You ask for it....I'll find it or write it...
I will be posting a complete watercooling guide soon.
I hope this helps you A64 guys out there.
------------------------------------------------------------------------------------------------------------------------
Intro to A64 Architecture
Traditionally, a Northbridge exists between the memory bus and the CPU. The rate at which data is transferred between the memory and CPU is known as the front side bus. However, the Athlon64’s memory controller is on-die, and as such, has no Northbridge, nor a front side bus. The Athlon64’s have two independent buses; one between the memory and the on-die controller, and another bus that communicates with the other system devices- the HyperTransport bus.

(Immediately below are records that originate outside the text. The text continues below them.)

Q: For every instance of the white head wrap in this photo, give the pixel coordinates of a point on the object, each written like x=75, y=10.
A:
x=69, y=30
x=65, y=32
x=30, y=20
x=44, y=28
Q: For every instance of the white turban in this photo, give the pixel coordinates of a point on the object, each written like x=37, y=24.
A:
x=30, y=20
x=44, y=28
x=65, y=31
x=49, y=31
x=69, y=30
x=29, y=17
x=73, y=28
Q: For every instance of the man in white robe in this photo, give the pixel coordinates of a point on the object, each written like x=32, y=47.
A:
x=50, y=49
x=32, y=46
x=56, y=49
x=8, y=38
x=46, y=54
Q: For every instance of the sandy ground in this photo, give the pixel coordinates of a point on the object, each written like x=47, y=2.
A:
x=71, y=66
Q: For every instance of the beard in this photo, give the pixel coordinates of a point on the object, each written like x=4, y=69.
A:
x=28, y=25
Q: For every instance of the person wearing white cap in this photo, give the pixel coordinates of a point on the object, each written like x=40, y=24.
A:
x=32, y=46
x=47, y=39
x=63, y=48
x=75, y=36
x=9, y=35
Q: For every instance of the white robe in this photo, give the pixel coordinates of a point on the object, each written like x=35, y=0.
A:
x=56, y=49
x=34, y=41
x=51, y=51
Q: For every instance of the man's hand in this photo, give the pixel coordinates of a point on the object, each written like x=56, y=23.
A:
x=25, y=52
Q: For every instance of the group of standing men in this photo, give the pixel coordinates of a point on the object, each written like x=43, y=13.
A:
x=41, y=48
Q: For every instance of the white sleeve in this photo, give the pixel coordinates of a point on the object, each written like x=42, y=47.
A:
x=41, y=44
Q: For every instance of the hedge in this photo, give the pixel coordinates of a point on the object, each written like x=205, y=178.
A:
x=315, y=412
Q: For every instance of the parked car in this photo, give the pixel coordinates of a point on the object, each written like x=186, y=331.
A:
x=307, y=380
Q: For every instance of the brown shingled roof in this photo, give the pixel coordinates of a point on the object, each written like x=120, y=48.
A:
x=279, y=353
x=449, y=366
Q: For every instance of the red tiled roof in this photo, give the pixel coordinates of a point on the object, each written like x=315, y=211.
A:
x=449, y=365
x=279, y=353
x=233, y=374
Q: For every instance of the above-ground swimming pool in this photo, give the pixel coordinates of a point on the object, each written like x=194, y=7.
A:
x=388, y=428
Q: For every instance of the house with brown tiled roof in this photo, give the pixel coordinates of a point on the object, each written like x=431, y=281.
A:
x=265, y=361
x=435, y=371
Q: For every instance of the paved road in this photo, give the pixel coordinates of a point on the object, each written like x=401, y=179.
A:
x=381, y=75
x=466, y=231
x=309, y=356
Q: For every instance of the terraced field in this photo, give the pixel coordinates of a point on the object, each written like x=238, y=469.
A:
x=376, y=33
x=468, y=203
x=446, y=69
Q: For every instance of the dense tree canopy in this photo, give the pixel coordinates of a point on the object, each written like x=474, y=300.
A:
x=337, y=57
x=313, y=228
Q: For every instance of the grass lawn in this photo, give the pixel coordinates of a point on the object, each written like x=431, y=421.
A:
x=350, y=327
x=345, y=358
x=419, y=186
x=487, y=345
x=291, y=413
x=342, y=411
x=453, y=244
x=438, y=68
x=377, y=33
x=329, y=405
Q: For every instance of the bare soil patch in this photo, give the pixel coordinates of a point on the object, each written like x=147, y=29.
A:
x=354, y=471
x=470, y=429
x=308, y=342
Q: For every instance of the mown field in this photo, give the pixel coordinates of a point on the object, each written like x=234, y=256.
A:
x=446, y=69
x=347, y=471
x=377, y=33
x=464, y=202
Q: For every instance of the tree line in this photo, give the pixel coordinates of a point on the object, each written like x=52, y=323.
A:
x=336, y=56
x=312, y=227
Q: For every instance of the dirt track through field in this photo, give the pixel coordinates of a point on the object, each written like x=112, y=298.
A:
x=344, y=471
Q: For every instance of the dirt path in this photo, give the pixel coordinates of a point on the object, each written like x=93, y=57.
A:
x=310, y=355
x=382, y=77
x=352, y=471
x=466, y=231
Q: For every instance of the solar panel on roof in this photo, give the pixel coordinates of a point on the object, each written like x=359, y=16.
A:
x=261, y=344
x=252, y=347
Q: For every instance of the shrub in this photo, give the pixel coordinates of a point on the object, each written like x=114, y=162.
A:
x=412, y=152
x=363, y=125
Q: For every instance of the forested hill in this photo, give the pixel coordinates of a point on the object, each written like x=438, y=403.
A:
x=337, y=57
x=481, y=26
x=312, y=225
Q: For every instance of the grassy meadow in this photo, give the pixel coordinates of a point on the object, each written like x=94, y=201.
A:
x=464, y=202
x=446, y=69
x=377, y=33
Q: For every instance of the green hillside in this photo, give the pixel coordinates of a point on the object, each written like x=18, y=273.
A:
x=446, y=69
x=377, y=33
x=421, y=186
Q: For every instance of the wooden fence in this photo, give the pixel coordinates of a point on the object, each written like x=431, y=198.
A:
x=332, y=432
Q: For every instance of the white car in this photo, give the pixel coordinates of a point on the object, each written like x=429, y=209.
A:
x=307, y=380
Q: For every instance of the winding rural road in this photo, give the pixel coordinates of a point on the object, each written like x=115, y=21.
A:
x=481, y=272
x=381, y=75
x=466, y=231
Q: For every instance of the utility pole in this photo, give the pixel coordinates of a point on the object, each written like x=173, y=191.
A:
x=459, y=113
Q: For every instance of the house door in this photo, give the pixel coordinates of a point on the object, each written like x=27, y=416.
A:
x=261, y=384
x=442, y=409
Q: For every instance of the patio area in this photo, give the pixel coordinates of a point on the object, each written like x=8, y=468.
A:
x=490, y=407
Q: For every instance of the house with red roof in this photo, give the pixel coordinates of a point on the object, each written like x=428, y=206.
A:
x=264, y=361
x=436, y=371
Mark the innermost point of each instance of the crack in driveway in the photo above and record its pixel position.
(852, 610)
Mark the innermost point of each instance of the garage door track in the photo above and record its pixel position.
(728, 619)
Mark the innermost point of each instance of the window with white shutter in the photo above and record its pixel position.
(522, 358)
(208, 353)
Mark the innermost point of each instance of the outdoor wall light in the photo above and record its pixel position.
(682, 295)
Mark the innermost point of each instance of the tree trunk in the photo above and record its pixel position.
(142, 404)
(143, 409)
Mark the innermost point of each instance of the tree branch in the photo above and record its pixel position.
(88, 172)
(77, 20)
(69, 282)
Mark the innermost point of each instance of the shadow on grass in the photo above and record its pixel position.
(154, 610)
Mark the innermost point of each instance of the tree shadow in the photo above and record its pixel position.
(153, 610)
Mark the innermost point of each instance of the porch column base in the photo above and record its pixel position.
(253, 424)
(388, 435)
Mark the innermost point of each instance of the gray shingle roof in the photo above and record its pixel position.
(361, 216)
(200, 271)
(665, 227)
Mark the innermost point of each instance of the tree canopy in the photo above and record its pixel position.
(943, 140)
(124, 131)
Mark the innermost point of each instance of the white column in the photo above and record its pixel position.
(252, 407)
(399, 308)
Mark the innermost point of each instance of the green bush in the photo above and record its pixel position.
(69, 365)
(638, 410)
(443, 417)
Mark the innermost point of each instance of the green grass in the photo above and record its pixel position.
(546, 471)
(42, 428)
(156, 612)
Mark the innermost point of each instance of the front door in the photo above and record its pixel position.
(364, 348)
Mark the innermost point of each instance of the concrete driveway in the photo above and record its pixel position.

The CPU’s clock speed is determined by the HyperTransport speed multiplied by a clock multiplier, which is why it’s often suggested to view the HyperTransport bus as if it were the front side bus. However, this is about where the similarities between the two diverge. Traditionally, the memory speed is derived off of the front side bus, and can be manipulated by FSB/memory ratios. In contrast, in the A64, memory speed is derived off of the CPU speed in CPU/memory ratios. This is why it’s rather inaccurate to say that the memory is ever running “synchronously.” The memory is always running asynchronously with respect to the CPU speed, off of which it’s derived. How fast it’s running with respect to the HyperTransport bus does not matter at all. There is no latency hit in running the memory slower than the HyperTransport bus. The HyperTransport bus’ effective speed is determined by an LDT(Lighting data transport) multiplier. While the front side bus could’ve been traditionally double or quad-pumped, the HyperTransport’s effective data rate can be anywhere from 1x to 5x it’s speed on the CPU.
Core variants
Clawhammer- Come in both 512k and 1024k cache variants. Have a 64-bit wide, single channel DDR SDRAM controller. They come in speeds ranging from 1.6GHz to 2.4GHz, with PR ratings ranging from 2800+ to 3700+. There are two revisions of the A64. The first is the C0, which came in both 512k and 1024k flavors. The newer revision, the CG, comes only in the 1024k variety. The last letter in the OPN code indicates it’s revision; AP for C0’s, and AR for CG’s. Both desktop and mobile parts are available on this core. Desktops and desktop replacement mobiles have a default voltage of 1.5v, and an approximate heat output of 81.9W. Mobiles have a default voltage of 1.4v, and approximate heat output of 62W.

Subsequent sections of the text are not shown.